As it can determine the cellularity and microstructural properties, DWI has been widely applied for assessing parotid gland tumors [1]. In the present study, malignant tumors showed significantly lower ADC than benign mimics, which was similar to the results of previous studies [5, 21]. However, there were also several studies reporting that ADC value did not differ significantly between benign and malignant tumors [10, 22]. In our opinion, besides the different MR scanners (1.5 vs 3.0 T) and imaging parameters (e.g. b value), another important factor leading to this discordance is the pathological composition of each study cohort. The ADC values of common parotid gland tumors were ordered as WT < carcinomatous MT < PA [1]. PA and WT are the two most common benign parotid gland tumors, but their ADC values ranged between the first and the end, respectively. Considering they were mixed-calculated in the benign group, it was not surprising that the number of PA and WT would affect the statistical results and lead to discrepant results. In our study, the number of PA was more than that of WT (33 vs 25). Meanwhile, the number of MT was 11, and this situation might be associated with the positive result. Despite the overlap between benign and malignant groups, the order of ADC value among common parotid gland tumors was nearly well defined: lymphoma < WT < carcinomatous MT < PA [1]. Our study also indicated a similar trend of ADC value and, thus, we still considered that DWI and its derived ADC value were useful imaging metric for the characterization of parotid gland tumors.

ITSS was defined as a hypo-intense signal intensity and a fine linear or dot-like structure, and usually viewed as an indirect measurement of angiogenesis [15]. In the present study, we found that WT and MT showed more ITSS than PA. Within the common parotid gland tumors, it was well known that PA had a fewer micro-vessels, while MT had higher micro-vessel counts, especially the immature and tortuous, vascular architecture [1, 17]. Therefore, it was not difficult to understand that MT had more ITSS than PA. As per the WT, previous studies indicated that WT showed a typical rapid enhancement and washout in time–intensity curve, and showed significant higher tumor blood flow value [3, 11]. Higher micro-vessel counts and cellularity-stromal grade might be the potential pathological basis [1]. This pathological characteristic might also be the potential reason why WT showed more ITSS than PA. Based on our results, we deemed that the order of ITSS of common parotid gland tumors might be PA < WT < MT. Combining consideration of the incremental diagnostic performance of SWI to DWI, we suggested ITSS as a potential imaging marker for diagnosing parotid gland tumor, and SWI could be added into the MRI scan protocol in the clinical practice.

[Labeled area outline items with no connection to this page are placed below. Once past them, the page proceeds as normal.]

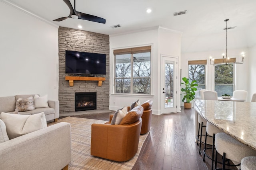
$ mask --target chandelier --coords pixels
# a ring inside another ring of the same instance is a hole
[[[228,45],[228,29],[230,29],[230,28],[228,28],[228,21],[229,20],[229,19],[227,19],[226,20],[225,20],[224,21],[226,22],[226,27],[225,29],[226,29],[226,57],[224,57],[225,55],[225,54],[223,53],[223,61],[222,62],[218,62],[217,63],[214,63],[214,59],[212,58],[211,57],[210,57],[210,64],[211,65],[214,66],[223,64],[228,65],[228,64],[242,64],[244,63],[244,52],[242,52],[241,53],[241,57],[242,59],[242,61],[241,61],[236,62],[235,60],[230,60],[229,57],[228,57],[228,55],[227,54],[228,51],[228,49],[227,48],[227,46]],[[218,60],[219,61],[220,60],[221,60],[221,59],[218,59]]]

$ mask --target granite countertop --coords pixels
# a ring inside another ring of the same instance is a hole
[[[256,102],[198,100],[194,106],[208,121],[256,150]]]

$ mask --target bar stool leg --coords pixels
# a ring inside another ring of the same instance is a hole
[[[203,156],[203,161],[205,161],[205,159],[204,158],[205,158],[205,154],[204,154],[204,150],[205,150],[205,149],[206,148],[206,144],[207,143],[206,140],[207,139],[207,132],[206,132],[205,133],[205,140],[204,140],[204,156]]]
[[[217,150],[215,150],[215,166],[214,166],[214,170],[217,169],[217,155],[218,155],[218,152]]]
[[[199,124],[198,125],[198,132],[197,133],[197,134],[199,135],[199,132],[200,131],[200,125],[201,124],[200,123],[199,123]],[[197,143],[196,144],[196,145],[198,146],[198,141],[199,141],[199,139],[198,139],[198,138],[197,138]]]
[[[223,152],[223,158],[222,158],[222,170],[226,170],[225,160],[226,160],[226,153]]]
[[[212,170],[213,169],[213,162],[214,160],[213,158],[214,158],[214,143],[215,142],[215,134],[213,134],[213,137],[212,139]],[[217,162],[217,160],[215,160],[216,162]]]
[[[202,144],[202,133],[203,131],[203,127],[204,127],[203,122],[202,121],[201,123],[201,135],[200,136],[200,145],[199,145],[199,152],[198,153],[199,154],[201,154],[201,145]],[[205,145],[205,144],[204,145]]]

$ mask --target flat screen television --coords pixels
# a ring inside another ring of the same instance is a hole
[[[106,54],[66,51],[66,73],[106,75]]]

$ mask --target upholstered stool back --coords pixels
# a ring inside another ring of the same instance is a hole
[[[256,150],[224,133],[215,135],[215,148],[223,159],[229,159],[235,164],[240,164],[245,157],[256,156]]]
[[[247,156],[241,161],[241,170],[256,170],[256,156]]]

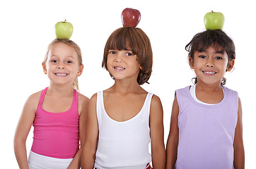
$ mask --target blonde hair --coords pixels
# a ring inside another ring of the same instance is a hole
[[[63,43],[63,44],[67,44],[68,46],[69,46],[71,47],[73,47],[74,49],[75,49],[75,51],[77,53],[79,65],[83,64],[82,52],[81,51],[79,46],[78,44],[76,44],[74,42],[73,42],[70,39],[55,39],[48,45],[47,50],[46,54],[45,56],[45,59],[42,61],[42,63],[45,64],[46,61],[47,61],[48,54],[49,54],[50,51],[51,50],[52,46],[57,43]],[[78,80],[77,77],[76,77],[75,80],[74,81],[73,87],[74,87],[74,89],[76,89],[77,91],[79,91]]]

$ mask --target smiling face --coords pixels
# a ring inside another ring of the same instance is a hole
[[[226,51],[210,46],[205,50],[197,51],[194,59],[189,58],[190,67],[197,75],[198,83],[220,84],[226,71],[231,71],[234,60],[228,61]]]
[[[42,67],[51,84],[71,86],[73,86],[76,77],[80,76],[83,71],[83,65],[79,64],[76,50],[61,42],[52,46]]]
[[[140,65],[136,55],[131,50],[109,50],[107,66],[115,80],[126,79],[136,82]]]

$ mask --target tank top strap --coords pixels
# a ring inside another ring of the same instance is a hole
[[[38,106],[40,107],[42,107],[42,102],[44,101],[45,94],[46,94],[46,92],[47,91],[47,89],[48,89],[48,87],[42,91],[42,93],[40,95],[40,99],[39,99],[39,104],[38,104]]]

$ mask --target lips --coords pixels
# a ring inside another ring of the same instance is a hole
[[[215,71],[209,71],[209,70],[203,70],[202,71],[204,74],[206,74],[206,75],[215,75],[216,73],[217,73]]]
[[[117,71],[122,71],[124,70],[125,68],[120,66],[114,66],[114,69]]]

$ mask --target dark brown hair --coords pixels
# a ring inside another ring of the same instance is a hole
[[[190,43],[186,45],[185,49],[189,52],[188,57],[194,61],[194,54],[196,51],[204,51],[211,46],[216,50],[221,49],[226,51],[228,57],[228,63],[232,59],[235,59],[235,48],[233,40],[220,30],[206,30],[195,35]],[[195,80],[194,84],[196,84],[197,78],[193,79]],[[223,77],[221,84],[225,84],[226,78]]]
[[[128,49],[129,48],[129,49]],[[104,49],[102,67],[107,71],[107,61],[109,50],[132,50],[137,56],[137,61],[142,68],[137,77],[139,84],[145,82],[151,75],[153,53],[150,40],[145,32],[138,27],[122,27],[115,30],[109,37]],[[110,75],[111,77],[112,77]]]

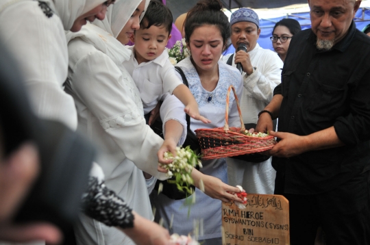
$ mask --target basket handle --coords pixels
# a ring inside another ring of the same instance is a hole
[[[225,126],[223,126],[223,129],[225,132],[229,131],[229,100],[230,96],[230,91],[232,88],[232,92],[234,92],[234,96],[235,96],[235,101],[236,101],[236,106],[238,107],[238,112],[239,112],[239,118],[241,118],[241,131],[244,132],[245,131],[245,127],[244,127],[244,122],[243,121],[243,117],[241,115],[241,107],[239,106],[239,99],[236,95],[236,92],[235,91],[235,88],[232,85],[229,86],[227,90],[227,94],[226,95],[226,111],[225,112]]]

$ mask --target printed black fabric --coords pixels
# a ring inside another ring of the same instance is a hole
[[[132,209],[96,177],[90,177],[82,203],[86,215],[108,227],[134,227]]]

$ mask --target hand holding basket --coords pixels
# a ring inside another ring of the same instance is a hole
[[[229,127],[229,99],[232,89],[238,107],[240,127]],[[233,157],[240,155],[259,153],[272,149],[276,141],[273,136],[248,136],[244,133],[245,127],[243,121],[239,100],[235,88],[230,85],[226,96],[226,109],[225,113],[225,126],[215,129],[198,129],[195,133],[199,142],[202,159]]]

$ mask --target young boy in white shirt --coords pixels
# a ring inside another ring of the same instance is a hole
[[[199,114],[198,104],[190,90],[176,75],[175,67],[165,51],[171,38],[173,16],[163,3],[152,1],[140,24],[140,29],[131,36],[135,45],[130,49],[130,59],[123,64],[136,83],[147,115],[169,94],[185,105],[185,112],[204,123],[210,121]]]

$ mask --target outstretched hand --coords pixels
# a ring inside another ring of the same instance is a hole
[[[255,131],[267,133],[273,130],[273,125],[271,116],[268,113],[262,113],[260,115]]]
[[[157,153],[157,156],[158,157],[158,162],[160,164],[171,164],[173,160],[172,159],[164,159],[164,153],[167,151],[170,151],[172,155],[175,157],[176,156],[176,146],[177,143],[175,142],[172,139],[166,139],[164,140],[163,142],[163,144],[162,144],[162,146],[160,146],[158,152]],[[167,172],[167,170],[164,169],[162,167],[160,167],[158,164],[158,172]]]
[[[273,149],[266,152],[272,156],[291,157],[308,150],[306,136],[273,131],[270,131],[270,135],[281,140]]]
[[[193,169],[193,172],[197,171],[196,169]],[[199,171],[198,171],[199,172]],[[200,173],[200,172],[199,172]],[[229,192],[238,193],[241,192],[239,188],[234,186],[229,185],[222,182],[219,178],[214,177],[212,176],[204,175],[200,173],[198,175],[199,178],[195,179],[196,185],[199,185],[200,180],[203,181],[204,185],[204,193],[212,198],[216,198],[222,201],[225,203],[229,203],[230,201],[242,202],[242,200],[234,194]],[[199,188],[199,186],[197,186]]]

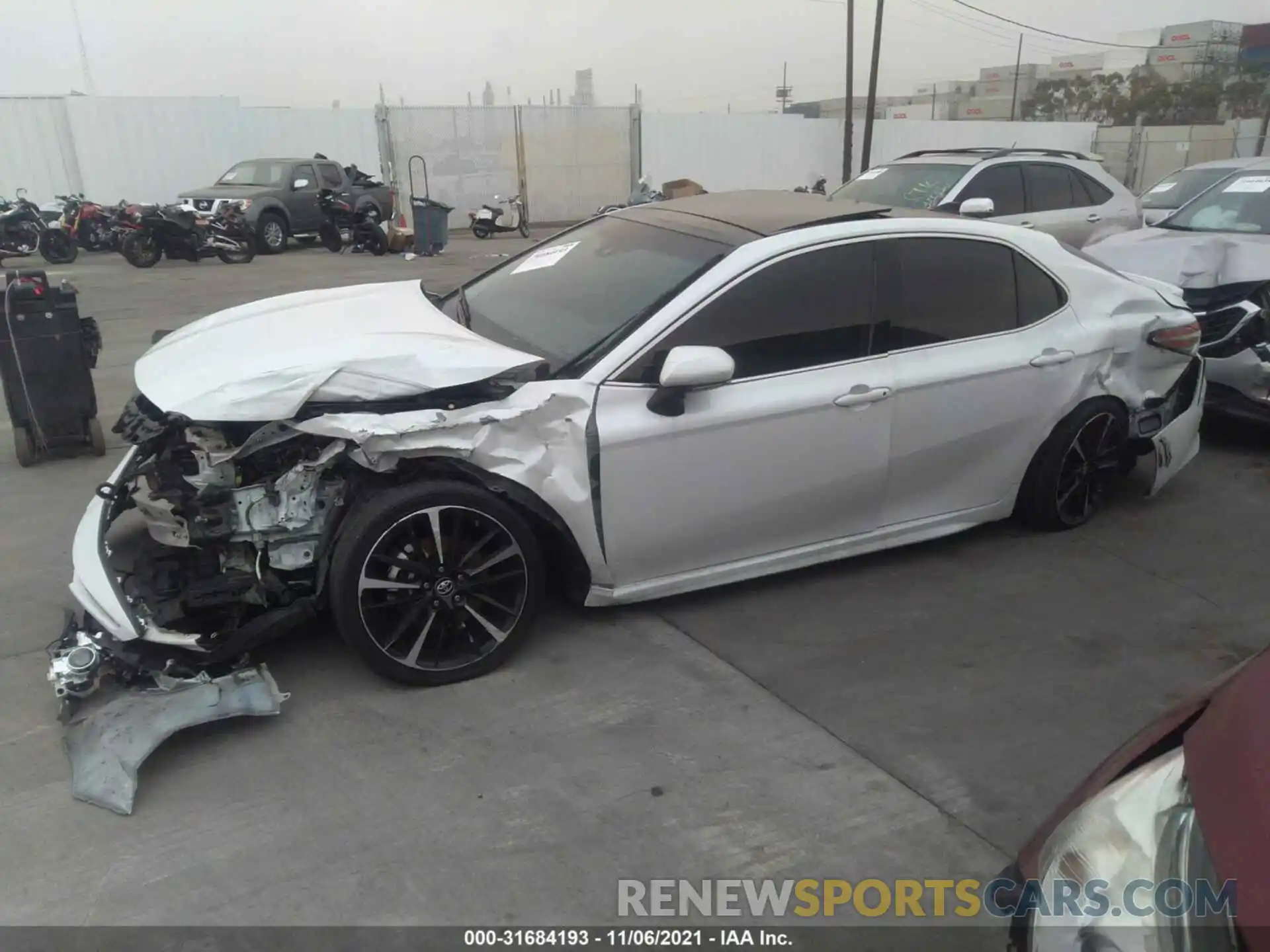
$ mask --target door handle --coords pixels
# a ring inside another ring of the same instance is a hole
[[[833,401],[834,406],[865,406],[876,404],[890,396],[890,387],[867,387],[864,383],[853,386],[850,392],[843,393]]]
[[[1048,347],[1029,360],[1029,363],[1033,367],[1054,367],[1055,364],[1067,363],[1074,357],[1076,352],[1073,350],[1055,350],[1054,348]]]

Our study had several limitations to be noted. First, the small sample size, especially the malignant group, would limit extrapolation of our findings beyond the current sample. The big discrepancy between the number of benign and malignant tumors would lead to a bias for statistical analysis. A further study is suggested to be conducted to clarify the clinical impact of our study results across a larger cohort. Second, although we tried to explain our findings using previously proposed pathological features, we did not accurately co-register MRI with pathological specimens in our study. Third, a TE time of 131.5 ms was chosen for DWI scan; further optimization with a shorter TE time might improve the image quality. Finally, our standard protocol did not routinely include several other functional MRI sequences (e.g. dynamic contrast enhanced MRI, diffusion tensor imaging, and MR spectroscopy), those that had been reported to be useful in diagnosing parotid gland tumors [5, 23, 24]. Further study conducted in a multi-parametric approach holds a potential to further improve the diagnostic efficiency.

In conclusion, our study indicated that SWI could improve the diagnostic performance in the characterization of parotid gland tumors to a certain extent. SWI was suggested to be integrated to the routine MRI protocol, including DWI, due to its supplementary diagnostic information. A multi-parametric model containing ITSS would be promising for the characterization and clinical management of parotid gland tumors.